The Politeness Problem: “No More Gnomes” by Beth Mills

by | May 12, 2026 | Blogs | 0 comments

Herbert has worked very hard to be the politest kid in town. He has the medal to prove it. And then Ms. Goat arrives with a gnome.

“No More Gnomes” is a picture book about the very relatable tension between what we feel on the inside and what good manners require us to do on the outside—and what happens when the gap between those two things becomes impossible to maintain.

One Gnome Too Many

The gnome Ms. Goat brings home is, to put it politely, not polite. It is rude, inconsiderate, and deeply aggravating. Herbert grits his teeth. He finds his most courteous language. He manages. Then Ms.

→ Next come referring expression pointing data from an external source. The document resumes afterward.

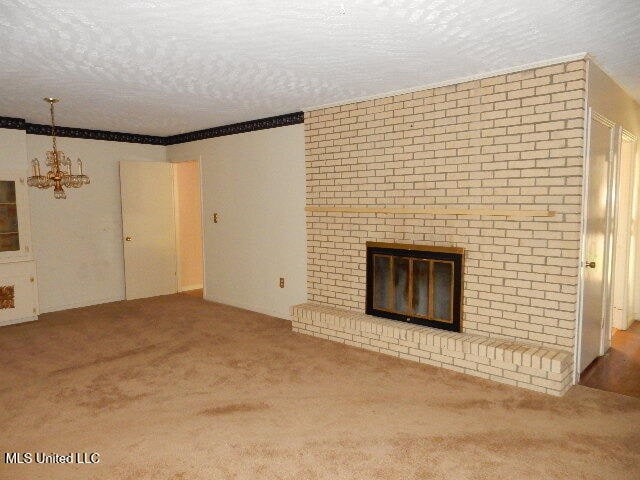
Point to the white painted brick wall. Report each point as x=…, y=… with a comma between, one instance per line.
x=511, y=141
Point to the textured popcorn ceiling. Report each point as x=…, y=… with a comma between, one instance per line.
x=164, y=67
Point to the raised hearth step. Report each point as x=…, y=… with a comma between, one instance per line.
x=529, y=366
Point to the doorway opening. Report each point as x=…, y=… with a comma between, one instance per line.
x=608, y=354
x=188, y=227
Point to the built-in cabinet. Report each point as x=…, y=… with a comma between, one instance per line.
x=18, y=290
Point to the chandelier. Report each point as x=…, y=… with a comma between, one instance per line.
x=60, y=173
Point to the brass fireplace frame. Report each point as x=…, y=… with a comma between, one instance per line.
x=417, y=253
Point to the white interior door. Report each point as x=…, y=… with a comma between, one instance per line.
x=594, y=297
x=148, y=226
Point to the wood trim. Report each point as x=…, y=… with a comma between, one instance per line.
x=602, y=119
x=419, y=248
x=433, y=211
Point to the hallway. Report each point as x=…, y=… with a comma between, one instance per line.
x=619, y=370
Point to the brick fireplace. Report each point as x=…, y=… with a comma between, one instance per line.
x=492, y=166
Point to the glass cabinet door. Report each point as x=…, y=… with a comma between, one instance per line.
x=9, y=234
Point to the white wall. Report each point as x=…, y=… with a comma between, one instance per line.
x=13, y=150
x=189, y=225
x=255, y=182
x=607, y=98
x=78, y=241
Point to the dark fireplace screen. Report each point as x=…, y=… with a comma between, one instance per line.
x=416, y=284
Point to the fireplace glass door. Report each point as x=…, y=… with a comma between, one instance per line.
x=418, y=286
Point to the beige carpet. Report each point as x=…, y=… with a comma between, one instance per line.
x=178, y=388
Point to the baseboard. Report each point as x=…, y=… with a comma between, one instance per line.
x=84, y=303
x=4, y=323
x=188, y=288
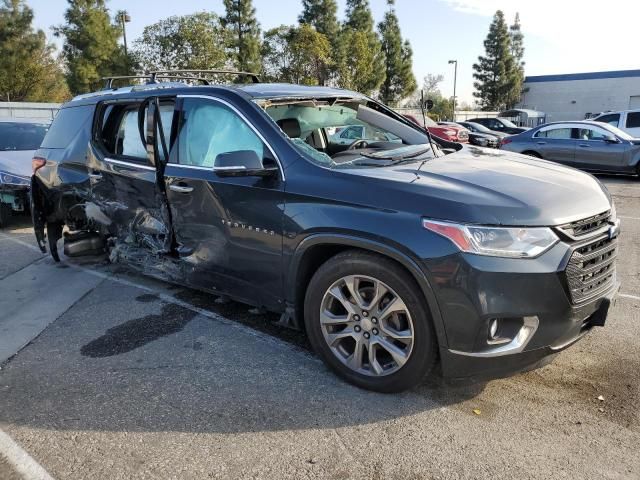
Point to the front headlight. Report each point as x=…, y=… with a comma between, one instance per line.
x=9, y=179
x=513, y=242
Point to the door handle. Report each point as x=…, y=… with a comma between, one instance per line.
x=181, y=188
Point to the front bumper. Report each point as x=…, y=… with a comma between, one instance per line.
x=529, y=298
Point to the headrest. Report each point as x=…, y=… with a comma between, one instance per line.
x=290, y=126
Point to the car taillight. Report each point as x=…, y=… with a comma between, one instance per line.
x=37, y=163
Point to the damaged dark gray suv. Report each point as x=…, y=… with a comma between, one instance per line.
x=396, y=253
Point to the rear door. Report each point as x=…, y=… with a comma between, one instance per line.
x=126, y=198
x=556, y=143
x=228, y=230
x=594, y=153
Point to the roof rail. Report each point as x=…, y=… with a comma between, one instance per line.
x=253, y=76
x=152, y=77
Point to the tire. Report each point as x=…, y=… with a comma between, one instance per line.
x=5, y=214
x=413, y=358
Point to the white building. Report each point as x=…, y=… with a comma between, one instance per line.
x=577, y=96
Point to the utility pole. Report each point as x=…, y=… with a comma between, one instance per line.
x=455, y=78
x=124, y=18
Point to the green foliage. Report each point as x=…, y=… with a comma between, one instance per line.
x=182, y=43
x=517, y=52
x=28, y=70
x=295, y=55
x=496, y=72
x=361, y=64
x=91, y=49
x=323, y=16
x=399, y=82
x=244, y=35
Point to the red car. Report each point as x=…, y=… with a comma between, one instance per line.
x=451, y=133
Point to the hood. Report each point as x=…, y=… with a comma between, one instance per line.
x=16, y=162
x=490, y=187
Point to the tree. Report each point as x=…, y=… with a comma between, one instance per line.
x=495, y=72
x=295, y=55
x=360, y=59
x=399, y=81
x=28, y=70
x=244, y=35
x=91, y=49
x=517, y=52
x=182, y=43
x=323, y=16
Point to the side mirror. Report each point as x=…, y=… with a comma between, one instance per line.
x=242, y=163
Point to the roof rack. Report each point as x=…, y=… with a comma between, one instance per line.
x=152, y=77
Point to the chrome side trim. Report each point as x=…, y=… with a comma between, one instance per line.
x=245, y=120
x=129, y=164
x=517, y=345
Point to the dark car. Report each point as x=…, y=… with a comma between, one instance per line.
x=588, y=145
x=501, y=125
x=19, y=139
x=391, y=257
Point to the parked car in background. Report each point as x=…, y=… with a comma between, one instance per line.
x=586, y=145
x=501, y=125
x=19, y=139
x=626, y=120
x=480, y=139
x=451, y=133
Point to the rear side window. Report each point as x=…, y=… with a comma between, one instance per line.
x=68, y=122
x=633, y=120
x=611, y=119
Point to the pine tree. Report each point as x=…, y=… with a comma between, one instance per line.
x=28, y=70
x=244, y=34
x=399, y=82
x=360, y=45
x=517, y=52
x=323, y=16
x=91, y=48
x=496, y=73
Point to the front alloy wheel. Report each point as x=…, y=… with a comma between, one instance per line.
x=366, y=325
x=367, y=318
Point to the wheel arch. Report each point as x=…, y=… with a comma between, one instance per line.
x=314, y=250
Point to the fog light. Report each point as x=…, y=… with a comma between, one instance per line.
x=493, y=329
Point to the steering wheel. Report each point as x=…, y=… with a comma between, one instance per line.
x=359, y=143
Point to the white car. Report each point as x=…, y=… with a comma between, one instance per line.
x=626, y=120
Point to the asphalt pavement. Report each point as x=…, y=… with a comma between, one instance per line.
x=121, y=376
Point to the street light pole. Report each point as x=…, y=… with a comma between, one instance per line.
x=124, y=18
x=455, y=78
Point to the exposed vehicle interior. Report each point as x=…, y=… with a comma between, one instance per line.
x=340, y=131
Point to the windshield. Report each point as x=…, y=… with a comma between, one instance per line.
x=21, y=135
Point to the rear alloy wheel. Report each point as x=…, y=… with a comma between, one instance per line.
x=367, y=321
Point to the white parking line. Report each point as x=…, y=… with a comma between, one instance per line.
x=21, y=461
x=626, y=295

Goat brings home another gnome. And another. And another. And Herbert’s famous politeness begins to crack under the sheer, accumulating weight of gnome rudeness.

Beth Mills builds the comic tension expertly. Each new gnome is a fresh test for Herbert, and readers will delight in watching him struggle to hold it together. The escalation is funny and perfectly timed—Mills knows exactly when to add the next gnome.

The Real Problem: Speaking Up Kindly

The story’s true heart is a question children face constantly: how do you say something honest and important—”I don’t like this, please stop”—without being rude? Herbert doesn’t want to hurt Ms. Goat’s feelings. He also cannot take one more gnome. Both things are true at the same time, and figuring out how to honor both is the work of the story.

This is genuinely useful social-emotional territory. Mills treats it with humor rather than instruction, which makes it land far better. By the end, Herbert finds a way—and readers come away with a felt sense of how honest communication and kindness can coexist.

Illustrations That Match the Energy

Mills’s own illustrations bring Herbert’s mounting distress to life with expressive detail. The gnomes are rendered with appropriately smug faces, and Herbert’s increasingly strained smile is a running visual joke that gets funnier with each page turn.

Perfect For

Pre-K through Grade 2. Wonderful for classroom conversations about manners, assertiveness, and speaking up kindly. A great read-aloud for families navigating the difference between being polite and being a pushover. Highly recommended for anyone who has ever had to smile through something aggravating.